Katie Holmes Is Stylist-Free & Looking Better Than Ever

Since Katie Holmes became a cashmere bra influencer, her wardrobe has garnered an increased level of media attention. Her trips around SoHo with her 13-year-old daughter Suri Cruise – who deserves her own shout-out for her current choice of reading material: The Handmaid’s Tale – are now rife with street style material, owing to Holmes’s choice of elevated daywear.

Shocker: Holmes doesn’t have a stylist. After working with LA-based celebrity dresser Jeanne Yang for years, and eventually launching a label, Holmes & Yang, together, they parted ways. The brand, too, shuttered in 2014, as Holmes’s attention shifted to motherhood and rejuvenating her acting career. She began shopping for herself, scouting new labels and building up a capsule wardrobe of interchangeable quality basics with discreet branding.

Case in point: the Khaite bradigan. The barley-coloured cashmere bra and cardigan set became a social-media phenomenon because of the innate sexiness and self-assuredness woven into that double dose of butter-soft wool. From Holmes’s milk chocolate nail varnish to complement the husk-hued sweater, to her messy ponytail to facilitate maximum shoulder exposure, nothing about the look was off-the-cuff.

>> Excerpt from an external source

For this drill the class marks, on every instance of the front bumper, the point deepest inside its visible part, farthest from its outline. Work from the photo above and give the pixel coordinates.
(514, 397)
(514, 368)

Since then, Holmes has turned to Khaite for a gingham woollen trench coat and matching trousers (worn separately), and who can blame her? The descriptions of the Blythe coat and Bernadette pants, which touch on “autumnal spice tones” and “rich textures”, are just as delectable as the Scarlet cardy set that promises to “envelope the body” with its “exceptional softness” and “robust texture”.

Other brands ticking Holmes’s boxes are synonymous with this quiet, conscious style, where there’s a purpose to every piece. Like Gabriela Hearst, whose sustainable luxury proposition and limited-distribution handbags have won her another high-profile fan in the Duchess of Sussex. Wardrobe.NYC, the brainchild of Vogue Australia fashion director Christine Centenera, which designs capsule edits of wardrobe heroes that can be styled cohesively and worn season after season. And Rothy, which recycles plastic bottles and uses 3D knitted technology to craft them into eco-friendly ballet flats that are machine-washable.

Each brand in Holmes’s wardrobe is grounded by the premise that fashion should be about creating foundations to build on, and so, the actor has been re-wearing her investment buys week after week. Now that is street style to get behind.